# Help!! Ants In My Snake Tank!!!!!!



## xX.BrAnDoN.Xx (Apr 7, 2008)

Help!! There Has Been Ants In My Snake Tank...
I Fully Cleand Out My Tank Last Night And I Already Found 4 Ants In The Tank Thismorning!!

I Am Warried As The Ant's Might Try To Eat My Snake!!

Can Any1 Think Of A Solution!?! 

asap


----------



## FredBear (Apr 7, 2008)

Keep around you enclosure clean too. And please learn to type and spell. Your posts are hard to read.


----------



## xX.BrAnDoN.Xx (Apr 7, 2008)

yehhh was trying to type fast...maby if i put ant killing stuff around the tank...
but then maby if they still get in the tank the snake might eat them and get sick...


----------



## HoffOff (Apr 7, 2008)

Please don't type Like that

It is hard to read And generally just keep the Place Clean!


----------



## xX.BrAnDoN.Xx (Apr 7, 2008)

but it is clean!!!!


----------



## HoffOff (Apr 7, 2008)

Hmm Left over food?


----------



## Princey85 (Apr 7, 2008)

Why dont you move your tank and clean around it and check to see where they are coming from, 

and get some ant rid or something ! 

Cheers,


----------



## Chris1 (Apr 7, 2008)

have u put an ant infested log in there?

is there any shed skin in there, i find the shed skin attracts ants, other than that i havent had ants in the snake enclosure. i get them in the dragon enclosures cos of the salads but tehy go away as soon as i take the salads out,...


----------



## Hsut77 (Apr 7, 2008)

Just put bottle caps around the tank with some ant rid in them. They will like that more than your snake. Also if you can trace the ants back to where they are coming from, use ant sand to get rid of them for good.


----------



## xX.BrAnDoN.Xx (Apr 7, 2008)

nope i have only had snake for 3 days and havent fed it yet 

and there is no trail i just keep finding about 4 in there with no trace of were they coming from

and it is about to shed...milky eyes....

but i have got a few gum tree leaves and a stick but they are all clean i cheked them over and washed them be4 i put them in...

could they be coming there for leaves or sumfing???


----------



## caustichumor (Apr 7, 2008)

More then likely the ants are after the water in the enclosure. Unless you get a colony of meatants nesting in your enclosure your reptile will be fine. I would just wipe them away as you see them.


----------



## Hsut77 (Apr 7, 2008)

xX.BrAnDoN.Xx said:


> nope i have only had snake for 3 days and havent fed it yet
> 
> and there is no trail i just keep finding about 4 in there with no trace of were they coming from
> 
> ...



Just take the leaves out, no need for them and the likely cause of your troubles. And things from outside should be baked in the oven and washed with disinfectant before going near your snake.

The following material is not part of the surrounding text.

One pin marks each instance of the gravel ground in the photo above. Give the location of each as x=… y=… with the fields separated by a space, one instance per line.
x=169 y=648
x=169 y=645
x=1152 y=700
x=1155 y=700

So yes SUMFING you have put in there has caused your trouble.


----------



## Miss Morph-lette (Apr 7, 2008)

I had problems with ants a while ago but I haven't had them bother me since. 

I put Ant Rid liquid (small white bottle with a red cap - you can get it from the supermarket) outside the back door, where they had come in, then I sprayed the bejeesus out of the trail of ants leading back to the ant hole with bug spray. I also moved the mice away from the door where the ants had come in (damn stinky mice!)

Good luck getting rid of them!


----------



## xX.BrAnDoN.Xx (Apr 7, 2008)

well iv taken the leaves out and gotten all the ants out of there that are in there atm ill chek to morro and c if anymore are in there


----------



## alex_c (Apr 7, 2008)

the snake wiill not eat them so dont worry.if they are just small black ants they shouldnt hurt the snake.


----------



## xX.BrAnDoN.Xx (Apr 7, 2008)

yeppp thx guys


----------



## warren63 (Apr 7, 2008)

caustichumor said:


> More then likely the ants are after the water in the enclosure. Unless you get a colony of meatants nesting in your enclosure your reptile will be fine. I would just wipe them away as you see them.


Yes they are coming for the moisture, i get them in my gecko tank in the moist area and around the water bowl , just wipe them away and find out where they are coming from and plant a bait, good luck


----------